Under communism, farmers laboured in the fields of Fejér County, west of Budapest, reaping wheat and corn for a government that had stolen their land. Today, their children toil for new overlords, a group of oligarchs and political patrons who have annexed the land through opaque deals with the Hungarian government. They've created a modern twist on a feudal system, giving jobs and aid to the compliant, and punishing the mutinous.
These land barons, as it turns out, are financed and emboldened by the European Union.
Every year, the 27-country bloc pays out 59 billion euros in farm subsidies intended to support farmers and keep rural communities alive. But across Hungary and much of Central and Eastern Europe, the bulk goes to a connected and powerful few.
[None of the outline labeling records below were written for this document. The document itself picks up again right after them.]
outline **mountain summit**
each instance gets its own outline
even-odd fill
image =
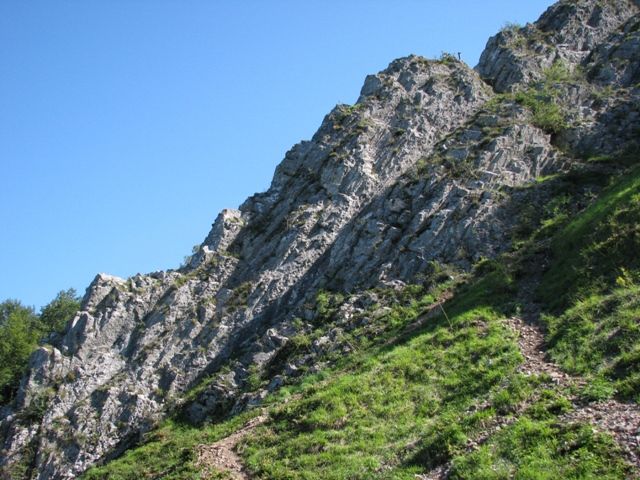
[[[4,477],[632,476],[639,12],[368,76],[179,269],[95,278],[0,412]]]

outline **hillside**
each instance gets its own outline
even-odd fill
[[[639,27],[562,0],[367,77],[185,265],[96,277],[4,477],[640,476]]]

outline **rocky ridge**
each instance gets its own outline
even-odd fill
[[[266,192],[218,216],[187,265],[96,277],[2,411],[5,471],[74,478],[179,409],[198,423],[258,405],[337,343],[283,358],[317,318],[318,292],[352,294],[348,319],[367,289],[509,251],[522,211],[545,201],[526,185],[587,152],[637,145],[639,10],[561,1],[490,39],[476,70],[410,56],[367,77],[355,105],[336,106],[285,155]],[[562,107],[563,128],[537,121],[529,98]],[[277,370],[269,385],[245,392],[266,369]]]

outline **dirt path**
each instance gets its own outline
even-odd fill
[[[516,368],[523,375],[547,374],[554,383],[563,386],[569,384],[579,387],[587,385],[587,381],[580,377],[571,376],[563,372],[556,364],[548,361],[544,350],[544,334],[539,322],[539,312],[535,309],[523,318],[505,320],[507,325],[518,332],[518,348],[524,357],[524,362]],[[567,424],[580,422],[588,423],[597,430],[613,436],[618,443],[626,460],[640,470],[640,408],[635,403],[623,403],[617,400],[607,400],[601,403],[584,404],[579,398],[570,399],[574,410],[559,417]],[[479,405],[478,408],[487,405]],[[524,407],[522,407],[524,409]],[[517,415],[497,416],[487,425],[481,437],[469,439],[467,452],[472,452],[484,443],[494,432],[513,423]],[[431,472],[416,475],[419,480],[442,480],[448,478],[450,464],[441,465]]]
[[[234,480],[248,480],[249,477],[245,473],[242,459],[236,453],[236,447],[243,437],[255,430],[258,425],[264,423],[268,417],[268,414],[262,413],[262,415],[251,420],[233,435],[211,445],[197,445],[198,464],[213,468],[213,471],[229,472]]]
[[[568,386],[569,383],[587,385],[585,379],[570,376],[546,360],[547,355],[543,350],[544,335],[537,325],[521,318],[511,318],[507,322],[519,333],[518,346],[525,358],[524,363],[516,369],[518,372],[524,375],[546,373],[555,383],[563,386]],[[640,408],[637,404],[613,399],[587,404],[578,398],[570,400],[575,410],[562,415],[562,421],[568,424],[590,423],[611,434],[624,451],[627,461],[640,469]]]

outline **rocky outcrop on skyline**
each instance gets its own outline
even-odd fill
[[[321,368],[281,354],[317,317],[318,292],[352,295],[356,309],[365,290],[510,251],[523,210],[551,194],[523,187],[637,146],[639,11],[562,0],[491,38],[476,69],[409,56],[368,76],[184,266],[95,278],[0,412],[0,464],[75,478],[177,411],[196,424],[239,413]],[[266,369],[269,386],[245,391]]]

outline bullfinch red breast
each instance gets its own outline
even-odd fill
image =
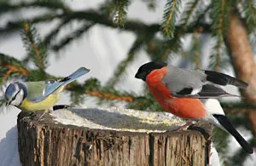
[[[253,152],[226,117],[217,100],[236,96],[220,86],[230,84],[246,89],[247,83],[226,74],[182,69],[161,61],[143,65],[135,77],[145,81],[153,96],[166,111],[183,118],[211,123],[232,135],[247,152]]]

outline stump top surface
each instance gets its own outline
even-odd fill
[[[166,132],[185,123],[168,112],[145,112],[131,109],[70,108],[50,113],[55,123],[90,129],[130,132]]]

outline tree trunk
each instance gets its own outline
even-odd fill
[[[207,136],[189,129],[166,131],[183,122],[171,118],[166,112],[120,109],[118,112],[77,111],[55,111],[40,121],[20,112],[18,141],[22,165],[201,166],[208,163]],[[80,126],[75,126],[75,123]],[[209,125],[203,123],[203,126],[205,131],[209,131]]]

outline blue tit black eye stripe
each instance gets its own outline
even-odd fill
[[[20,87],[20,89],[22,89],[23,92],[24,92],[24,95],[23,95],[23,99],[22,99],[22,100],[24,100],[24,99],[27,96],[27,90],[26,90],[26,86],[25,86],[23,83],[21,83],[17,82],[17,84],[18,84],[18,86]]]

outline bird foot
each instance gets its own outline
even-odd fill
[[[174,129],[172,131],[183,131],[186,130],[190,125],[193,125],[194,123],[192,122],[188,122],[184,125],[179,126],[177,129]]]
[[[67,109],[67,108],[72,108],[72,107],[73,107],[73,106],[69,106],[69,105],[55,105],[53,106],[53,111],[61,110],[61,109]]]

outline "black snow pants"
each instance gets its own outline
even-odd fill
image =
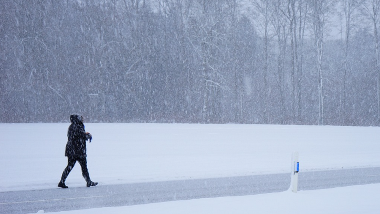
[[[79,164],[81,164],[82,168],[82,175],[84,178],[84,179],[87,182],[91,181],[90,179],[90,175],[89,174],[89,170],[87,169],[87,159],[86,157],[67,157],[67,166],[63,170],[63,172],[62,173],[62,177],[61,177],[61,181],[65,183],[66,178],[69,173],[71,171],[71,169],[74,168],[75,165],[75,163],[78,161]]]

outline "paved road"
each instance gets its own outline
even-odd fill
[[[285,191],[289,174],[0,193],[0,213],[36,213]],[[380,167],[301,172],[298,189],[380,183]]]

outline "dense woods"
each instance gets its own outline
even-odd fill
[[[0,122],[380,125],[380,0],[2,0]]]

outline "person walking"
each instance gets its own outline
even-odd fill
[[[96,186],[98,183],[93,182],[90,179],[87,169],[86,153],[86,141],[89,139],[90,142],[92,136],[91,134],[84,130],[83,117],[81,115],[72,114],[70,115],[70,121],[71,124],[67,130],[67,144],[65,152],[65,156],[67,157],[67,166],[62,173],[58,187],[63,188],[68,188],[65,185],[65,181],[77,161],[82,168],[82,174],[87,183],[87,187]]]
This is because governments in Central and Eastern Europe have wide latitude in how the subsidies, funded by taxpayers across Europe, are distributed.
A New York Times investigation in nine countries, uncovered a subsidy system that's deliberately opaque, undermines the EU’s environmental goals and is warped by corruption and self-dealing. Europe’s machinery in Brussels enables this corruption because confronting it would mean changing a programme that helps hold a precarious union together. European leaders disagree about many things, but they all count on generous subsidies and wide discretion in spending them. Bucking that system to rein in abuses would disrupt political and economic fortunes across the continent.
This is why, instead of rooting out corruption or tightening controls, lawmakers are moving to give leaders more authority on spending—over the objections of internal auditors.